Understanding, Mimicking and Mitigating Radiolytic Damage to Polymers in Liquid Phase Transmission Electron Microscopy

Advances in liquid phase transmission electron microscopy (LP-TEM) have enabled the monitoring of polymer dynamics in solution at the nanoscale, but radiolytic damage during LP-TEM imaging challenges its routine use in polymer science. Here, we focus on understanding, mimicking and mitigating radiolytic damage observed in functional polymers in LP-TEM. Using polymer vesicles in aqueous solutions as a model system, we quantitatively show how polymer damage occurs in all conceivable (LP-)TEM environments to which polymers might be exposed.
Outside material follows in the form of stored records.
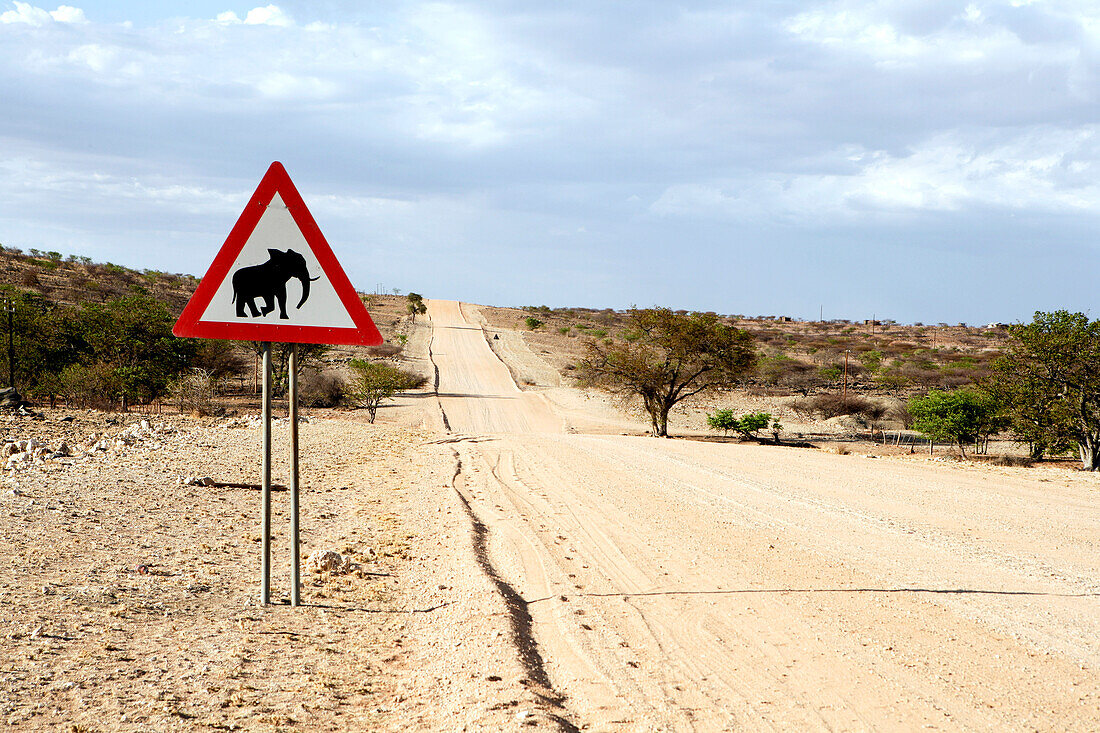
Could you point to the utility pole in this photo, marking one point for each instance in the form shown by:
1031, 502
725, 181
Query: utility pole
844, 392
10, 307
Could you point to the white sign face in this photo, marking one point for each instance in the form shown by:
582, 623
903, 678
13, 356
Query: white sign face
277, 280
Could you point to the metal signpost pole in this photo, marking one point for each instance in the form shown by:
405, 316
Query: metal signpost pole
265, 568
223, 306
295, 559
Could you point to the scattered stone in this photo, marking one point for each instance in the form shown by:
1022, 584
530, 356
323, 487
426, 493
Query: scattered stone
329, 561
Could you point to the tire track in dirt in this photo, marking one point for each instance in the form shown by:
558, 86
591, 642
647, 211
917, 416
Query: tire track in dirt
519, 617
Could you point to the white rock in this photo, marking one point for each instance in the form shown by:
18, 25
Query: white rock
328, 561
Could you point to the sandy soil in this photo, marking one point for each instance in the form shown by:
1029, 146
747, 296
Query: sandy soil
518, 562
691, 586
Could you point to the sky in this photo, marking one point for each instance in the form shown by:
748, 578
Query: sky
924, 161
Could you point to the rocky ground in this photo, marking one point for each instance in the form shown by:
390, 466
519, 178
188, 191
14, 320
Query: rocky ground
130, 598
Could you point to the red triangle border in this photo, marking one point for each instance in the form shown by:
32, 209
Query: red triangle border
276, 181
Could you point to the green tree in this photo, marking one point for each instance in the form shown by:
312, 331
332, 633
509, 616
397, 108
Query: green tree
675, 356
372, 382
132, 336
963, 416
415, 305
1049, 376
747, 425
309, 356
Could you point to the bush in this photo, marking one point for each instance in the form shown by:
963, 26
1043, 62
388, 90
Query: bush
385, 350
194, 392
374, 382
747, 425
961, 416
321, 389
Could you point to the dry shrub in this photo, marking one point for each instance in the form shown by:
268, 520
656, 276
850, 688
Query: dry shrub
384, 350
1016, 461
321, 389
834, 405
194, 392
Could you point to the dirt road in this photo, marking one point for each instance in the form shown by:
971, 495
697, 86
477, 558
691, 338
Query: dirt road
674, 584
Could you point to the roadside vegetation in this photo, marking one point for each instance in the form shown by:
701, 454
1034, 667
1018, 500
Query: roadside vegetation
99, 336
1037, 383
663, 358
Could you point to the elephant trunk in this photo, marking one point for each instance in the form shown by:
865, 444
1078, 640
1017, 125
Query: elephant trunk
305, 287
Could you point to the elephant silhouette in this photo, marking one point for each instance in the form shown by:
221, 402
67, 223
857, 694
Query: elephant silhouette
267, 282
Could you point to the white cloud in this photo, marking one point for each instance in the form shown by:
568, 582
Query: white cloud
868, 30
1040, 171
26, 13
265, 15
289, 86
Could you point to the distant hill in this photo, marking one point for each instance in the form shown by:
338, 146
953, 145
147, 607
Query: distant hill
72, 281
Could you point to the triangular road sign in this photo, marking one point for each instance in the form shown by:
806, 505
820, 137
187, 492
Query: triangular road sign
276, 280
It is found that radiolytic damage to polymers is negligible in vacuum but becomes substantial in water-containing environments. We elucidate the primary characteristics of polymer damage in water vapor and liquid water, addressing the observed differences. Furthermore, we introduce ultraviolet light irradiation in the presence of hydrogen peroxide to replicate the observed polymer damage and morphological changes on lab scale, allowing the use of bulk techniques to probe damage at the polymer chain level. Finally, we compare the protective effects of commonly used hydroxyl radical scavengers and reveal that the effectiveness of graphene's protection is distance dependent. We anticipate that our work will help to guide the design of LP-TEM experiments for polymers in a rational and informed manner.